THE JOURNAL

If it is simply the thought that counts, sometimes a bad gift can really make you think. Whether it’s over- or under considered, a particularly ill-advised present can miss the mark so greatly as to be remembered well beyond the life of the offending object.
As gift-giving season ramps up, there are a few basics rules to consider: nothing with a beating heart, nothing that obligates the recipient to put in time or effort, no obvious regifts and nothing that could result in a hefty tax lien. Even if these rules seem obvious, we are all now adept at the art of graciously accepting a present that disappoints more than delights – mustering a swoon of false gratitude and a frozen smile bordering on kabuki.
A truly ill-advised choice can quickly become existential: “Do I look like the person who needs a copy of Codependent No More?” Like relationships themselves, gifting can be a fraught, resulting in some unforgettable lemons. We canvassed a few friends to recount their worst gift experiences proving that sometimes it really is better to give than to receive.
01. Ms Hillary Taymour, creative director, Collina Strada
“I received a basket of sausages. It had meat and cheeses and crackers but primarily sausages. I’m a vegan lesbian.”
02. Mr Matthew Schneier, restaurant critic, New York Magazine
“Some years ago, my family quietly transitioned into a shopping-off-each-others’-wish-lists modality. It has the bleak shrug of realism. A year into it, I found I regretted the shock and awe of true holiday surprise and went rogue, as my sister now calls it. But it’s rogue for all when it’s rogue for one, and that year, I found a sincerely gifted butter knife in my proverbial stocking.”
03. Mr Evan Ross Katz, writer and host, Shut Up Evan podcast
“The worst gift I’ve ever been given, and continue to be given, is a prepaid debit card.

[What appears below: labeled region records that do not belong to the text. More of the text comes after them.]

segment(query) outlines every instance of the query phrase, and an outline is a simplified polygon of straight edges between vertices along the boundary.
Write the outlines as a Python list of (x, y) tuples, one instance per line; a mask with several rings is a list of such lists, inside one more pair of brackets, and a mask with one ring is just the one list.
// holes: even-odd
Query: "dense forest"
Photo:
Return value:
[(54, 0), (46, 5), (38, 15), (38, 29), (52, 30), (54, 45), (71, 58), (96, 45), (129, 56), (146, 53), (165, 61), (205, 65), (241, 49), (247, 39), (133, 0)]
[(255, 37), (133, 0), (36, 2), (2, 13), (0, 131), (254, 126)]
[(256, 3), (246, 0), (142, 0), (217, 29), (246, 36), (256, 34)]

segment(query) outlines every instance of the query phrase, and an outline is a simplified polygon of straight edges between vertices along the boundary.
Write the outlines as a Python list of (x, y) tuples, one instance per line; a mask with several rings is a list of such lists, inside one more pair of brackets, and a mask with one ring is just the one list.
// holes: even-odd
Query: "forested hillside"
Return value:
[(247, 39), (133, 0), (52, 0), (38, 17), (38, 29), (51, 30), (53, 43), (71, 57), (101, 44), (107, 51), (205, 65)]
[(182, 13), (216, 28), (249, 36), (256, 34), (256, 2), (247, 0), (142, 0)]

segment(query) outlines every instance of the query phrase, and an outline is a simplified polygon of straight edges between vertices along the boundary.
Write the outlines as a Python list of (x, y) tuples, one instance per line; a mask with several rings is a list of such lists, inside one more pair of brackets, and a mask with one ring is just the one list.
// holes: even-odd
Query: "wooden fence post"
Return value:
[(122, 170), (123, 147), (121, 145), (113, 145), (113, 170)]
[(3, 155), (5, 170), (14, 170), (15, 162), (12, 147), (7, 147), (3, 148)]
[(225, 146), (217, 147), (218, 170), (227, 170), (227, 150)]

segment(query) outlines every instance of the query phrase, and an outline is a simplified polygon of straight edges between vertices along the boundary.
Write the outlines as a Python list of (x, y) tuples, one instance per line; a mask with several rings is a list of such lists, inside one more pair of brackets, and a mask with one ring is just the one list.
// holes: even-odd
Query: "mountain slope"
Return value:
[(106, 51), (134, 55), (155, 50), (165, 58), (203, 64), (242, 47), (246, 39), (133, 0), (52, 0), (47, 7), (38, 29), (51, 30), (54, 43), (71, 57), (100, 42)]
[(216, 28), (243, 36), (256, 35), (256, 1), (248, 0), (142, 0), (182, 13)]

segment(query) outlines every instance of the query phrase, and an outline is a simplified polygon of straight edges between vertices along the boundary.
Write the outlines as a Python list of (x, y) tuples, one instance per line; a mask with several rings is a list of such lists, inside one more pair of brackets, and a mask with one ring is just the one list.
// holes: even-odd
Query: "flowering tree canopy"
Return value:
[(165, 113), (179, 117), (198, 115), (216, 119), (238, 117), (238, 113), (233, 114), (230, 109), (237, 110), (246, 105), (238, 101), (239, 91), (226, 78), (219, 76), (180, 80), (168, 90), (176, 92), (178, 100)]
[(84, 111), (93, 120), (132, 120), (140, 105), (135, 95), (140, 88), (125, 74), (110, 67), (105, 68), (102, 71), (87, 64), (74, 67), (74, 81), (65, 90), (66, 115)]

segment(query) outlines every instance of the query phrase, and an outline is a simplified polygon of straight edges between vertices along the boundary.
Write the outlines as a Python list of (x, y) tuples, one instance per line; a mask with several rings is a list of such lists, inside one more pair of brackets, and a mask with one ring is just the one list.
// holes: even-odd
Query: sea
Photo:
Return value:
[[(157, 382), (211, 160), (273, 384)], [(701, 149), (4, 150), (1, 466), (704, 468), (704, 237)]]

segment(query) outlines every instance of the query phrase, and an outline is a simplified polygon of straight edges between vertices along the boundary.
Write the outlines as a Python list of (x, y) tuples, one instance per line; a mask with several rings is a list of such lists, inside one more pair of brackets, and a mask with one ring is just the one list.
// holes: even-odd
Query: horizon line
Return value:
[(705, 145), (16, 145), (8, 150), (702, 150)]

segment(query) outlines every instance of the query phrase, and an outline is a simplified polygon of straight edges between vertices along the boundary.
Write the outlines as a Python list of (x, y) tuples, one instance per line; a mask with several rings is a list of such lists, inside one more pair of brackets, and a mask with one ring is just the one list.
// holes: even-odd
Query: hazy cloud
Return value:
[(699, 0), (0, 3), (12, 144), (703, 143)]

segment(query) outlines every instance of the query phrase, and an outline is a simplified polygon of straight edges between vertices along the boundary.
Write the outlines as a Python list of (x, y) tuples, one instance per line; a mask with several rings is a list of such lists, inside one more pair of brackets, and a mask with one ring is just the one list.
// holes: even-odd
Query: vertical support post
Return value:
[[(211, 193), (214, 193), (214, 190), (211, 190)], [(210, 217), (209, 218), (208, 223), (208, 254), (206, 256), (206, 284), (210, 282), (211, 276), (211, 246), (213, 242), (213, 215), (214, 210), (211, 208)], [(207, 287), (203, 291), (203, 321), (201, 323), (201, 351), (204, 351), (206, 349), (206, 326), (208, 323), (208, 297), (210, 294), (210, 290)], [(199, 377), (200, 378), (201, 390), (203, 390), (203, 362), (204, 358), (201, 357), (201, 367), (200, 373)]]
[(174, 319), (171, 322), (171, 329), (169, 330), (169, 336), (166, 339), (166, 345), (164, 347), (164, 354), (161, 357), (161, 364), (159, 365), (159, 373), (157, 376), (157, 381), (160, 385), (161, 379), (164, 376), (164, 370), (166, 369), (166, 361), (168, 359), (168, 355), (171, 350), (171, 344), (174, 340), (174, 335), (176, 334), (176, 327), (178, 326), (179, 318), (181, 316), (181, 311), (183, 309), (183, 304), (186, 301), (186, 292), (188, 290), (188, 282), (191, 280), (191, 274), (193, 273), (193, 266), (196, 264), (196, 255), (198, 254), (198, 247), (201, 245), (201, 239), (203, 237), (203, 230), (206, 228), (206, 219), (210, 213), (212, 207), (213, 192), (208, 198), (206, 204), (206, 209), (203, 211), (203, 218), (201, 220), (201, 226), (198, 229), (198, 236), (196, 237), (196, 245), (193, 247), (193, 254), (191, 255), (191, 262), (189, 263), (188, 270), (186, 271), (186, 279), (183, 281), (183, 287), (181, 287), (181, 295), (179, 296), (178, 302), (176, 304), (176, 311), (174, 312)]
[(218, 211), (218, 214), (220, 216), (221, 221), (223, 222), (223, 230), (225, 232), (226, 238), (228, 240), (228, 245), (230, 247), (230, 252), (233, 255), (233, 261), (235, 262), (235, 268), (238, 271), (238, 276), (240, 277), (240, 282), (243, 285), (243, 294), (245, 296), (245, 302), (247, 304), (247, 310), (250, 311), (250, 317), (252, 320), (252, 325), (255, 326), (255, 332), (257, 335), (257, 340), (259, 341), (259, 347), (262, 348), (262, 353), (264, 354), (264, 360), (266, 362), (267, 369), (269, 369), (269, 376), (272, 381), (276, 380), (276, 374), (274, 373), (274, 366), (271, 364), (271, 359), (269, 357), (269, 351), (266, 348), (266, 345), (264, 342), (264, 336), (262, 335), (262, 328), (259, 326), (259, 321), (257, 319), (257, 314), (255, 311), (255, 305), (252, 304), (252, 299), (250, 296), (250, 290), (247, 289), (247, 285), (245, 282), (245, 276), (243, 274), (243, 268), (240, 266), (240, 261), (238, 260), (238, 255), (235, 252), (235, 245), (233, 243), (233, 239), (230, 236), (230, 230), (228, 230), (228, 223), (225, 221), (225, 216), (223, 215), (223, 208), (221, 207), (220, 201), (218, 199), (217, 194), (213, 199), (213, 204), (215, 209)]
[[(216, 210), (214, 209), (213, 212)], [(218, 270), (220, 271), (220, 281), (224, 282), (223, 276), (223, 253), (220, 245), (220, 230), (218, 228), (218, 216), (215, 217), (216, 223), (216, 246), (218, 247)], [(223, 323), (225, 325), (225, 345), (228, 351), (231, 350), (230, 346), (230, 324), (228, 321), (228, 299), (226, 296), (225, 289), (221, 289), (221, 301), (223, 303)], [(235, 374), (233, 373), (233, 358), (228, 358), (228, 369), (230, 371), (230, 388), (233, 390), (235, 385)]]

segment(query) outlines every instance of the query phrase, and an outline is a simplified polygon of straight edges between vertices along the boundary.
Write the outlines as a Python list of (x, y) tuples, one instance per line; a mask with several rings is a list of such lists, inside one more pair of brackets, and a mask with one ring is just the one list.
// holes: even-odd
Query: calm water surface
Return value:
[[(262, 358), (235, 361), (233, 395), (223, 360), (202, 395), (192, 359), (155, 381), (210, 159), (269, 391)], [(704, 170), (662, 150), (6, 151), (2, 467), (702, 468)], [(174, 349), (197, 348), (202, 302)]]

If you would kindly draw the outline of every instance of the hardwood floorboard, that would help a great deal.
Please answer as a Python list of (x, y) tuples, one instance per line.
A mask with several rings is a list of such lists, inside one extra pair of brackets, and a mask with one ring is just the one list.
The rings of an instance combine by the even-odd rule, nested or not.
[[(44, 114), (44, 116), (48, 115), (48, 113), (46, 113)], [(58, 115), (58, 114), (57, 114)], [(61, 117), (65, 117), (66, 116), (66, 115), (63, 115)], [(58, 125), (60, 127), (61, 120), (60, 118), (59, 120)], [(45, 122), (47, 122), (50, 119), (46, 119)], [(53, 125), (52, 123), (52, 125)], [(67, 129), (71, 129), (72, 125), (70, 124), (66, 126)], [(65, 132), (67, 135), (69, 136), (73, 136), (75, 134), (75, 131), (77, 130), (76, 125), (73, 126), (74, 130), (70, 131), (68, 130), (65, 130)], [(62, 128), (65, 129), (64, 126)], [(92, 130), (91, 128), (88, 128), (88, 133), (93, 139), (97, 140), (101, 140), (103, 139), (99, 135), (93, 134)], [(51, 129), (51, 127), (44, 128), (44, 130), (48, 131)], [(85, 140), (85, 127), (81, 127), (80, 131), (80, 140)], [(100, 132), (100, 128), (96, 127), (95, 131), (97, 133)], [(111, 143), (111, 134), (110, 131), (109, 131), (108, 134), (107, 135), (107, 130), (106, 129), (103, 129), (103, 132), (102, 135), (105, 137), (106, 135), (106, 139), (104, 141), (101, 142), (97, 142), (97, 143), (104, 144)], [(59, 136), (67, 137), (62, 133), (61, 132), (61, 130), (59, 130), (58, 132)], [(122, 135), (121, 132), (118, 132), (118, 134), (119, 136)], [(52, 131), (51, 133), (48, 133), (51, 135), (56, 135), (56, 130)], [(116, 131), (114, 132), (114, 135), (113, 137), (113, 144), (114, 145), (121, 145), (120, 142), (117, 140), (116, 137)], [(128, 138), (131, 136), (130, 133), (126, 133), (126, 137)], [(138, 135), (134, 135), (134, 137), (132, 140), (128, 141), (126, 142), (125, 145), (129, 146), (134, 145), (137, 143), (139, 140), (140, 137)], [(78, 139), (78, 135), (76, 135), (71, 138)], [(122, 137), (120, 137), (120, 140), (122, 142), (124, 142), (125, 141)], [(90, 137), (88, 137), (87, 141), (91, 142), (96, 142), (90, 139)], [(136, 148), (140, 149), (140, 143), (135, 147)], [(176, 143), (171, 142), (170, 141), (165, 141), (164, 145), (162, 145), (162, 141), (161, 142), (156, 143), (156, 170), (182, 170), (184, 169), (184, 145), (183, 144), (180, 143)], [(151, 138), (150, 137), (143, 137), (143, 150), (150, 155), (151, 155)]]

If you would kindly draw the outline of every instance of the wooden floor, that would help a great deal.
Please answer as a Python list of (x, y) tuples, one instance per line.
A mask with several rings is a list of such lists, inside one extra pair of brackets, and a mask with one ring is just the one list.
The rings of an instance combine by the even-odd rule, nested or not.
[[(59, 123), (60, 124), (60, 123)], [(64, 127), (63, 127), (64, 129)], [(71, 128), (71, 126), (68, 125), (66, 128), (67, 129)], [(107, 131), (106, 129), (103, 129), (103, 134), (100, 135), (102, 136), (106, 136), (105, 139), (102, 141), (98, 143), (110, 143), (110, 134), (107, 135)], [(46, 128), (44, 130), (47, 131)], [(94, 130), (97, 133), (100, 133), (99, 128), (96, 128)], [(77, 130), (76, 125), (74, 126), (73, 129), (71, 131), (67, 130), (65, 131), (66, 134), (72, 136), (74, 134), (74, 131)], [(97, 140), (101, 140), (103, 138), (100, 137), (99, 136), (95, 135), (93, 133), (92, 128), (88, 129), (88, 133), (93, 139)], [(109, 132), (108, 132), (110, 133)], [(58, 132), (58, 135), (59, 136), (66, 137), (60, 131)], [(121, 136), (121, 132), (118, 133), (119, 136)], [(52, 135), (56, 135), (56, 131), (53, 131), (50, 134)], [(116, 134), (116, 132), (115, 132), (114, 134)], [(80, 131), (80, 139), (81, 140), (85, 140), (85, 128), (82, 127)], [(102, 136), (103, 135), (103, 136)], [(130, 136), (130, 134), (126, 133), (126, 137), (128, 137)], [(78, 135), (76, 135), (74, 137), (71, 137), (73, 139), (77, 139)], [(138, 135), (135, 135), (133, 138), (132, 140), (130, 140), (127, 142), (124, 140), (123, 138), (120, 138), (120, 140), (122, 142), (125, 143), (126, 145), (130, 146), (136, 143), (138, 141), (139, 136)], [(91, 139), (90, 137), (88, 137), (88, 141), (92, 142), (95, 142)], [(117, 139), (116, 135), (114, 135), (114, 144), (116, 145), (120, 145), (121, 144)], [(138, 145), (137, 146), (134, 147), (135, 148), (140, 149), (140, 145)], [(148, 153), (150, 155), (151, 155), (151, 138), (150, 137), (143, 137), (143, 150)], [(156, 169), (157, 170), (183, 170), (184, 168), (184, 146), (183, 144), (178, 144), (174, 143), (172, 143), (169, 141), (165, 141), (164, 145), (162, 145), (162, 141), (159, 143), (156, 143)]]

Yuck, yuck, yuck. It’s deceptively thoughtful (‘Use it anywhere!’), but I always end up losing them or going to a place where they aren’t accepted or have to use it in fits and starts. To quote Carrie Bradshaw in the first Sex And The City film when she encounters her closet the size of a racquetball court: ‘Hurts my eyes.’ Just write a check.”
04. Ms Lily Marotta, comedian and co-host of the Celebrity Book Club podcast
“Here’s the thing about me: I love gifts! I’m the type of person who believed in Santa for far too long (and, yes, I know he isn’t real now... but do I?) and it made me weirdly gift-sexual. The upside of this is that you can give me actual trash and I'll scream with joy. The downside is that I get way too excited to receive gifts, and my birthday is scary close to Christmas, which puts a little emotional and financial pressure on my loved ones.
“That being said, two years ago, my girlfriend went all out for my birthday and fulfilled my punk guy dreams with a Fred Perry polo and a stunning original textile piece by our friend and artist Sophie Stone. I could tell these gifts had pretty much drained her for the year, and as Navidad approached, I did that thing where I was like, you went all out just three weeks ago you really don’t have to get me anything. But I didn’t really mean it.
“So, on that special morning I found a little envelope under the tree, and pulled out a gift card to one of my favourite places in the world: Starbucks. I screamed because I’m a Starbies addict, but then I looked around the tree assuming this was just a little yummy appetiser, and my girlfriend looks kind of guilty and goes, “Oh, that’s it…” And, honestly, I laughed. I just love how just a Starbucks gift card is the gift you give an employee or your 16-year-old niece. So, ultimately this was an awful Christmas gift, but weirdly it kind of worked for me.”